Some Thoughts on Charles Asbury’s Race and the Question of Passing

Archeophone’s 4  Banjo Songs, 1891-1897 by African American recording pioneer, Charles A. Asbury, is nominated for Best Album Notes, written by myself (Richard Martin) and Ted Olson. We’re very appreciative for this recognition, but there is a misapprehension floating around out Asbury’s background that needs addressing.

Some reviewers have summed up the notes by saying that there is uncertainty about Asbury’s race, and that I take the position he was black. Let me be perfectly clear: there is no uncertainty. Asbury was a light-skinned African American of Spanish origin. From the records we have found, he lived his entire life as a black man, in the company of other 19th-century blacks, and there is no evidence whatsoever that he ever tried to pass for white.

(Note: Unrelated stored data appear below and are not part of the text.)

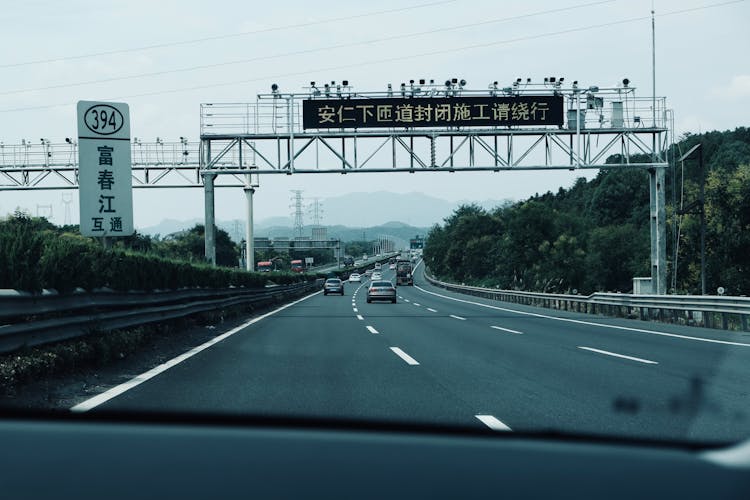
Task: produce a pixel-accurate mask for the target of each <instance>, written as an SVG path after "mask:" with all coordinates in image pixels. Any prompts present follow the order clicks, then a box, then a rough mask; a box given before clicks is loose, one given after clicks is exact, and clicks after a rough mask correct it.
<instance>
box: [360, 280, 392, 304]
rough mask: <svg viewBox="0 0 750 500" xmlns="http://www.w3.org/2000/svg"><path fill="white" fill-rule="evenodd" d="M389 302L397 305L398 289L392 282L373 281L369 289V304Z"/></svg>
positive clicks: (367, 299) (367, 302) (368, 302)
mask: <svg viewBox="0 0 750 500" xmlns="http://www.w3.org/2000/svg"><path fill="white" fill-rule="evenodd" d="M373 300H387V301H390V302H393V303H394V304H395V303H396V287H395V286H393V283H391V282H390V281H373V282H372V283H370V287H369V288H368V289H367V303H368V304H369V303H370V302H372V301H373Z"/></svg>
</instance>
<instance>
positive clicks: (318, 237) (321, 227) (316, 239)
mask: <svg viewBox="0 0 750 500" xmlns="http://www.w3.org/2000/svg"><path fill="white" fill-rule="evenodd" d="M312 231H313V233H312V236H313V237H312V239H313V240H327V239H328V228H326V227H322V226H317V227H313V228H312Z"/></svg>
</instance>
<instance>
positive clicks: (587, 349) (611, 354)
mask: <svg viewBox="0 0 750 500" xmlns="http://www.w3.org/2000/svg"><path fill="white" fill-rule="evenodd" d="M578 348H579V349H584V350H586V351H592V352H598V353H599V354H606V355H607V356H614V357H616V358H623V359H629V360H631V361H638V362H639V363H646V364H647V365H658V364H659V363H658V362H657V361H651V360H650V359H643V358H635V357H633V356H625V355H624V354H617V353H616V352H609V351H602V350H601V349H594V348H593V347H584V346H580V345H579V346H578Z"/></svg>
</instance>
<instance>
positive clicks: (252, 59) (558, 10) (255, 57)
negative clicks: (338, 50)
mask: <svg viewBox="0 0 750 500" xmlns="http://www.w3.org/2000/svg"><path fill="white" fill-rule="evenodd" d="M614 1H616V0H599V1H596V2H589V3H585V4H578V5H573V6H568V7H561V8H557V9H548V10H542V11H537V12H531V13H528V14H521V15H518V16H511V17H501V18H496V19H489V20H485V21H479V22H475V23H468V24H462V25H457V26H449V27H445V28H437V29H433V30H427V31H418V32H413V33H405V34H402V35H393V36H388V37H384V38H374V39H370V40H363V41H359V42H346V43H342V44H338V45H328V46H325V47H318V48H314V49H304V50H296V51H292V52H285V53H281V54H274V55H266V56H257V57H252V58H250V59H239V60H234V61H226V62H221V63H212V64H203V65H198V66H189V67H185V68H176V69H171V70H162V71H153V72H149V73H138V74H135V75H126V76H116V77H111V78H102V79H98V80H88V81H83V82H74V83H61V84H57V85H48V86H44V87H35V88H29V89H15V90H8V91H4V92H0V95H13V94H22V93H26V92H38V91H42V90H54V89H61V88H69V87H78V86H82V85H94V84H97V83H109V82H116V81H122V80H133V79H136V78H146V77H152V76H161V75H167V74H174V73H185V72H189V71H197V70H202V69H211V68H219V67H222V66H231V65H235V64H246V63H250V62H257V61H263V60H269V59H278V58H281V57H290V56H297V55H305V54H313V53H315V52H323V51H329V50H336V49H341V48H350V47H356V46H358V45H370V44H373V43H381V42H388V41H393V40H403V39H405V38H414V37H419V36H424V35H432V34H435V33H445V32H448V31H458V30H462V29H466V28H476V27H478V26H486V25H488V24H497V23H503V22H509V21H517V20H519V19H526V18H530V17H537V16H541V15H549V14H557V13H560V12H564V11H569V10H574V9H581V8H585V7H592V6H595V5H600V4H604V3H612V2H614ZM0 67H2V66H0Z"/></svg>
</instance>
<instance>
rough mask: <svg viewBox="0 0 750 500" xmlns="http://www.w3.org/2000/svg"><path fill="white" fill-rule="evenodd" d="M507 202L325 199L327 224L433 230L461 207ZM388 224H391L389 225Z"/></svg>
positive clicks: (386, 196)
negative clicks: (374, 226)
mask: <svg viewBox="0 0 750 500" xmlns="http://www.w3.org/2000/svg"><path fill="white" fill-rule="evenodd" d="M507 201H508V200H483V201H479V202H478V201H470V200H462V201H459V202H453V201H447V200H443V199H441V198H435V197H434V196H430V195H427V194H424V193H417V192H413V193H405V194H401V193H390V192H387V191H378V192H374V193H349V194H345V195H342V196H337V197H333V198H326V199H324V200H323V207H324V209H325V214H326V215H325V222H326V223H327V224H340V225H344V226H350V227H351V226H360V227H362V226H377V225H381V224H383V221H401V222H400V223H402V224H408V225H412V226H417V227H431V226H432V225H433V224H436V223H441V222H442V221H443V219H444V218H446V217H448V216H450V215H451V214H452V213H453V211H454V210H455V209H456V208H458V207H459V206H460V205H462V204H469V203H476V204H477V205H479V206H481V207H484V208H486V209H493V208H495V207H496V206H498V205H502V204H503V203H506V202H507ZM386 224H389V223H386Z"/></svg>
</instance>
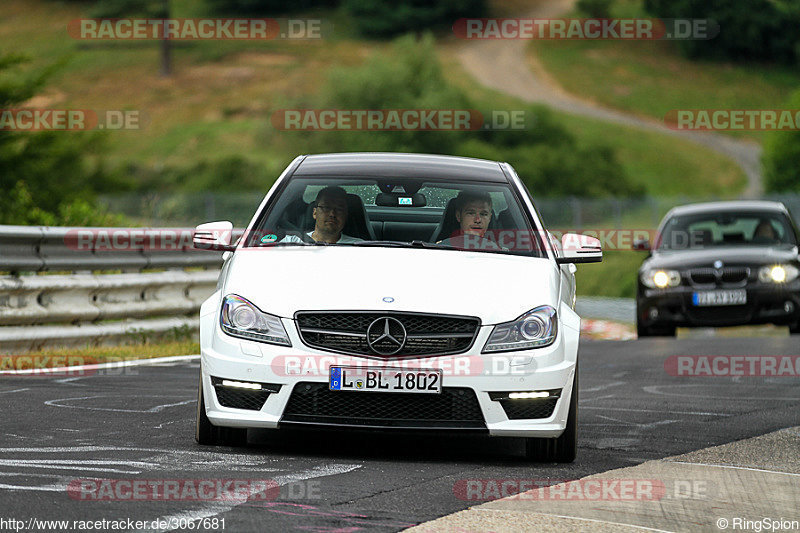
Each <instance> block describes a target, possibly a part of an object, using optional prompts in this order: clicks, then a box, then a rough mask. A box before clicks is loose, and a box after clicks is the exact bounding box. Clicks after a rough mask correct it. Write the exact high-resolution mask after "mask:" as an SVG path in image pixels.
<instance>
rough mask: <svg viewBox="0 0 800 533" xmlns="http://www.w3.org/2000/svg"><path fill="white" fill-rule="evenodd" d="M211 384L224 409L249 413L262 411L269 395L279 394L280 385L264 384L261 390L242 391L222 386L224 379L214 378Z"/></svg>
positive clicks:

Charles A. Asbury (left) and Korla Pandit (right)

Left, Charles A. Asbury (Debbie Trice); right, Korla Pandit (Painted Wolf, https://jonmwessel.wordpress.com)

That doesn’t mean that he was not mistaken for white. Time and time again, whites who were in positions of writing history declared Asbury white. The Boston Post reporter who covered the all-black performance of H.M.S. Pinafore in 1879 noted that Asbury was the only white member of the cast. (Really?) In record catalogs, the New Jersey Phonograph Company (and its successor, the U.S. Phonograph Company) iterated quite strongly that Asbury was a colored minstrel, but that doesn’t mean that the coroner who signed the death certificate was aware of this. So he put down “white” as the decedent’s race.

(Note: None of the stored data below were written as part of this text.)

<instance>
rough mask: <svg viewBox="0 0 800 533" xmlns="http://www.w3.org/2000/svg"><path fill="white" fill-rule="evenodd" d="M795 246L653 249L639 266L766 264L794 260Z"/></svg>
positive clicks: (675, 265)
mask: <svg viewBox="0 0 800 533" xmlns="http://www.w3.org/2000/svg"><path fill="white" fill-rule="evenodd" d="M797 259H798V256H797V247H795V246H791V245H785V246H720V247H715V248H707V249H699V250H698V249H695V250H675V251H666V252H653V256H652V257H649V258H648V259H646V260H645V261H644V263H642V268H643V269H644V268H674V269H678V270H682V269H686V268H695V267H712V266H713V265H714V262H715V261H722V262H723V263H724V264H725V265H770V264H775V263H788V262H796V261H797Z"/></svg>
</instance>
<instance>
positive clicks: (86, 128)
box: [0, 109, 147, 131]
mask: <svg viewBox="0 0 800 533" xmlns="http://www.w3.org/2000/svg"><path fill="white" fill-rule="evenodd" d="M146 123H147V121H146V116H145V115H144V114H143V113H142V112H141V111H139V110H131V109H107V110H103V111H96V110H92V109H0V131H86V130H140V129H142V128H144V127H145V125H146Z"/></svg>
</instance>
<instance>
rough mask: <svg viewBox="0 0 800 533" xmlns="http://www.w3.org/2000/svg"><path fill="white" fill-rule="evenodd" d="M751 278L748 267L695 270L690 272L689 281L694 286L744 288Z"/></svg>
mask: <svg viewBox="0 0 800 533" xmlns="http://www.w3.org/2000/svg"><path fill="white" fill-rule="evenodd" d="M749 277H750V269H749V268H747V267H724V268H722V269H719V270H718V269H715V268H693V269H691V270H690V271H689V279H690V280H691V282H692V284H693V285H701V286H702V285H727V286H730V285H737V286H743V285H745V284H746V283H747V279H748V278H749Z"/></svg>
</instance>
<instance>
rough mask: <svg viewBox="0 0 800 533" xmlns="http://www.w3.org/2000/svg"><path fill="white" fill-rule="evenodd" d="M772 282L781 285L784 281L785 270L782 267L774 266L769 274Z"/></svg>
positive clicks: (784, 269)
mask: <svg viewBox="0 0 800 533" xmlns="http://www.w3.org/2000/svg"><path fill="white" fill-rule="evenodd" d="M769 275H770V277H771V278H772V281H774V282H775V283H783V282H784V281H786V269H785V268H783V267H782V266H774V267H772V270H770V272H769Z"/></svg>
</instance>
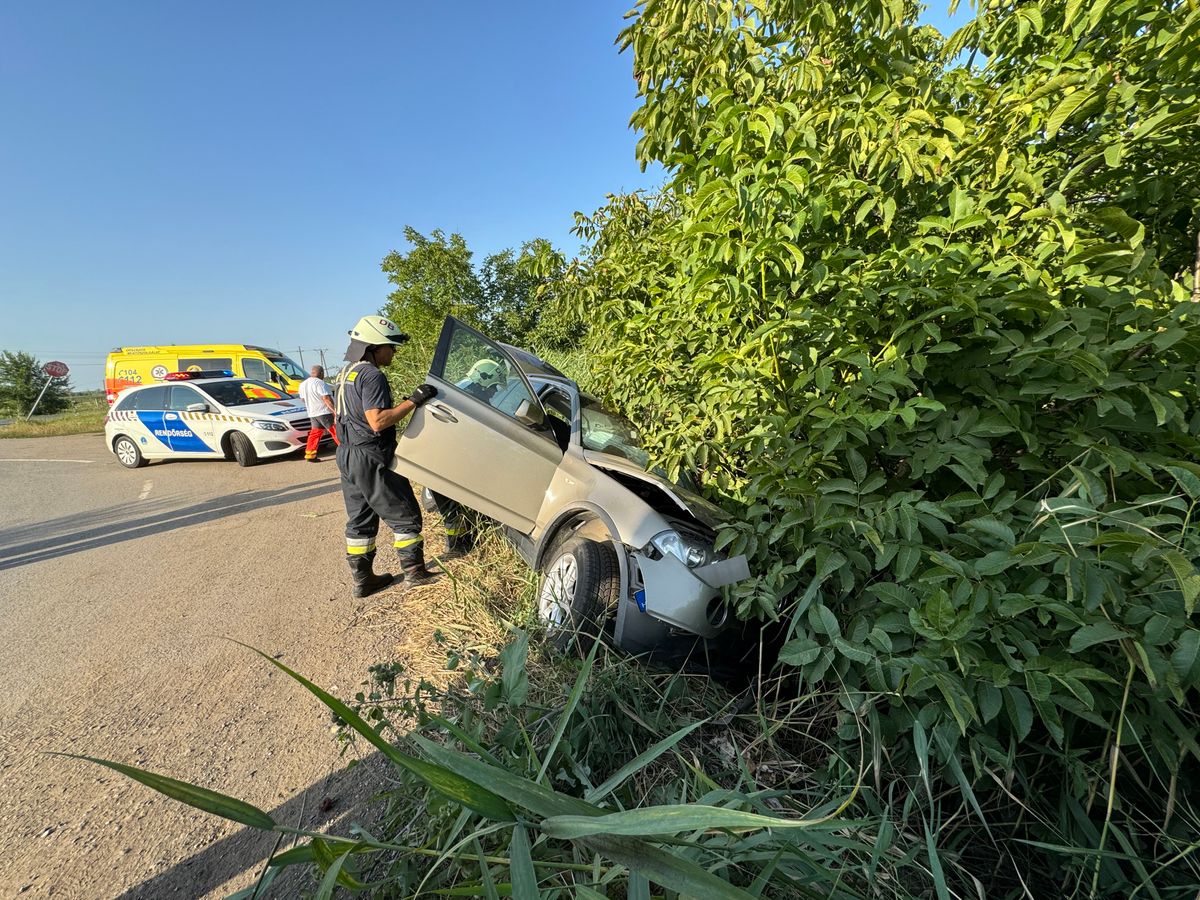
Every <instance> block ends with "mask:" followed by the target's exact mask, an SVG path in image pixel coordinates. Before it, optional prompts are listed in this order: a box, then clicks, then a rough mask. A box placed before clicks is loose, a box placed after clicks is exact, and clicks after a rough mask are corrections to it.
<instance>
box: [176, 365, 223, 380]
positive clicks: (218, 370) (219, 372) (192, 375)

Skeptics will say, Ah, but didn’t Asbury’s parents come from Spain? If they were black, why would they settle in Florida before the Civil War? Answer: we know nothing yet of the parents. We don’t even know for sure that they did “immigrate” to the U.S. or how—only that Adam (he was originally called by his middle name) was purportedly born in Florida. So, if the parents did come over from Spain, why do we naturally assume they travelled first class on a pre-war luxury cruise ship headed for the promised land? Perhaps they and/or their son came unwillingly?

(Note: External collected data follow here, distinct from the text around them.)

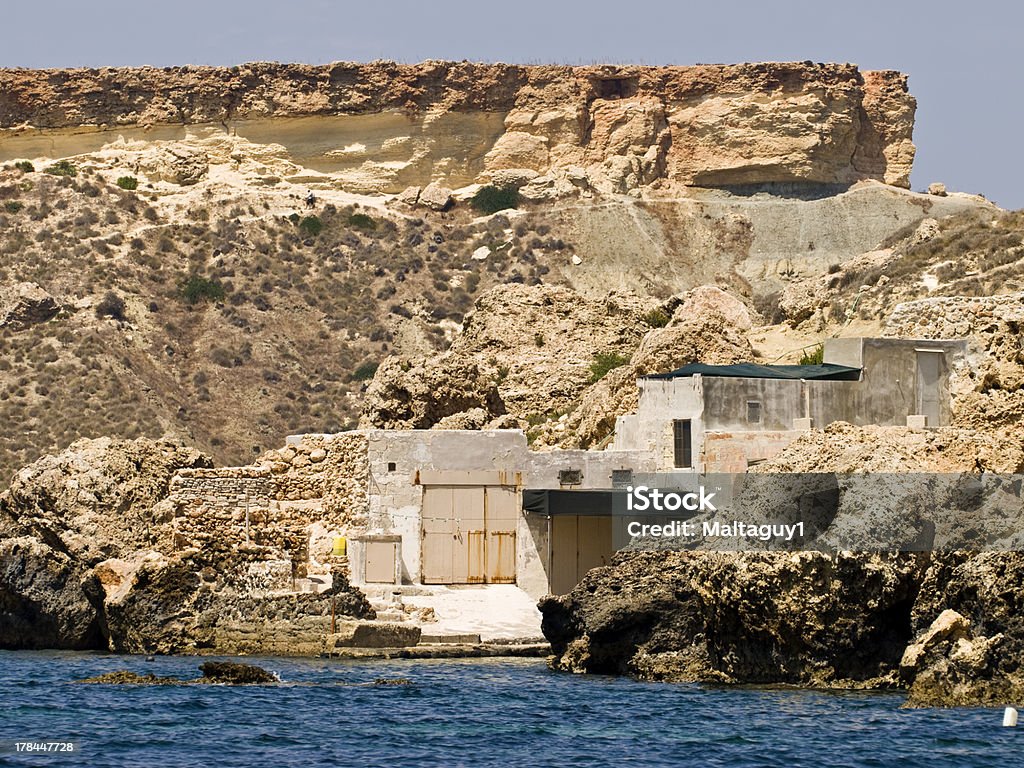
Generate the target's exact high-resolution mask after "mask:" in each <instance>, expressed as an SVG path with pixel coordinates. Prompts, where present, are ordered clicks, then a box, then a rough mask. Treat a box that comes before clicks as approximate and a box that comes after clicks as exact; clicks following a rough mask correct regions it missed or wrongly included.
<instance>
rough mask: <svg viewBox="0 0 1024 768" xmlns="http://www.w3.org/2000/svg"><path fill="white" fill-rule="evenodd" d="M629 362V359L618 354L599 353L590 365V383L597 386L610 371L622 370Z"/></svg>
mask: <svg viewBox="0 0 1024 768" xmlns="http://www.w3.org/2000/svg"><path fill="white" fill-rule="evenodd" d="M627 362H629V359H628V358H627V357H625V356H624V355H622V354H620V353H618V352H597V353H596V354H595V355H594V361H593V362H591V364H590V382H591V384H596V383H597V382H599V381H600V380H601V379H603V378H604V377H605V376H606V375H607V374H608V372H609V371H612V370H613V369H616V368H621V367H622V366H625V365H626V364H627Z"/></svg>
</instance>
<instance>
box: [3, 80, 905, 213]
mask: <svg viewBox="0 0 1024 768" xmlns="http://www.w3.org/2000/svg"><path fill="white" fill-rule="evenodd" d="M914 109H915V102H914V99H913V97H912V96H911V95H910V94H909V93H908V91H907V86H906V77H905V76H904V75H902V74H899V73H896V72H888V71H886V72H860V71H859V70H858V69H857V68H856V67H854V66H852V65H834V63H826V65H821V63H817V65H816V63H812V62H810V61H805V62H782V63H746V65H732V66H724V65H723V66H717V65H716V66H696V67H637V66H627V67H607V66H601V67H561V66H539V67H520V66H510V65H500V63H471V62H446V61H426V62H423V63H419V65H397V63H393V62H385V61H382V62H374V63H350V62H335V63H331V65H326V66H306V65H279V63H251V65H245V66H242V67H233V68H230V69H226V68H203V67H187V68H168V69H152V68H142V69H102V70H3V71H0V129H2V133H0V137H2V139H3V150H2V152H0V160H8V159H12V158H15V157H33V156H34V155H47V156H48V157H54V156H67V155H72V154H80V153H82V152H89V151H96V150H98V148H99V147H100V146H102V145H103V144H105V143H108V142H111V141H114V140H116V139H117V138H118V136H119V135H121V136H125V137H127V138H132V137H136V138H143V139H145V138H147V139H155V138H172V137H180V136H183V135H185V134H186V133H196V132H197V131H200V130H202V129H212V130H213V131H215V132H216V131H219V132H229V133H233V134H237V135H239V136H243V137H246V138H248V139H250V140H252V141H253V142H256V143H260V144H266V145H271V146H272V147H274V150H275V151H278V152H280V154H281V155H282V156H283V157H286V158H288V159H289V160H292V161H294V162H296V163H298V164H300V165H303V166H305V167H307V168H311V169H314V170H322V171H331V172H342V175H343V176H345V177H346V178H345V180H346V188H349V189H352V190H365V191H376V193H381V191H390V193H397V191H400V190H401V188H402V187H403V186H406V185H408V184H412V183H425V182H426V181H429V180H431V179H434V180H443V181H444V182H446V183H447V184H449V185H455V186H461V185H464V184H467V183H471V182H474V181H483V180H486V179H488V178H495V177H496V176H497V177H502V176H501V174H503V173H506V177H508V174H507V172H508V171H513V174H512V176H514V177H515V178H518V179H519V180H520V181H521V182H528V185H532V186H534V187H535V189H534V190H535V193H540V194H544V193H546V191H547V193H550V191H553V190H554V191H557V189H558V188H559V187H562V188H568V189H571V188H572V185H573V184H577V185H581V184H582V185H584V186H590V187H593V188H595V189H598V190H600V191H606V193H622V191H628V190H631V189H636V188H639V187H644V186H648V185H651V184H655V183H659V182H668V183H673V184H681V185H700V186H729V185H744V184H763V183H770V182H813V183H818V184H849V183H852V182H854V181H857V180H860V179H878V180H881V181H884V182H886V183H889V184H895V185H899V186H908V183H909V173H910V166H911V163H912V160H913V153H914V148H913V143H912V142H911V134H912V128H913V114H914ZM44 148H45V150H46V151H43V150H44Z"/></svg>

What we do know is that Asbury was a patient in 1867 at the Freedmen’s Hospital in Augusta, Georgia—that was an institution for the benefit of blacks only (primarily ex-slaves)—and that the orphan was raised by a mulatto Baptist preacher and his wife. To doubters I say, I am prepared to be shown how a white boy gets adopted by a black man in Reconstruction-era Georgia.

Let’s contrast Asbury’s case with another more recent one. Meagan and I happened to catch the PBS special on Korla Pandit the other day. This was produced by John Turner and Eric Christensen, based in large part on the reporting of music critic R.J. Smith, who discovered that the 1940s-50s television star Pandit was not all he seemed. The mysterious organ-playing Indian from New Delhi, as Pandit claimed to be, was really a black jazz pianist from Columbia, Missouri who spent his entire life pretty successfully passing as oriental. He made inroads in television—and California society—unthinkable for an African American in that era.

The filmmakers and Smith have said that they would like to see Pandit (né John Roland Redd) receive his due credit: “We wanted to give Korla his props as the first African-American to have a television program,” Turner said. [1] But how is this possible? Can a man receive credit for advancing his race when he spent his entire life rejecting it? As Dr. Harry Edwards put it in the documentary, Korla’s television program had sponsors, Lassie had sponsors, but Nat “King” Cole’s show could never find a sponsor.

On the other hand, Asbury has been denied his proper place because for 120 years white people have looked at his picture and thought he wasn’t dark enough, even though Asbury never tried to pass for white. Asbury should have been celebrated as a seminal recording pioneer in our Grammy-winning Lost Sounds: Blacks and the Birth of the Recording Industry, 1891-1922, but we were unaware of him at that time (2005). This banjo-playing marvel was as big a star in the infancy of the recording business as George W. Johnson, the former slave whose “Laughing Song” and “Whistling Coon” were heard on phonographs all over the country. Asbury’s records were heard on those same phonographs. He blazed a trail for African Americans and should be recognized as such.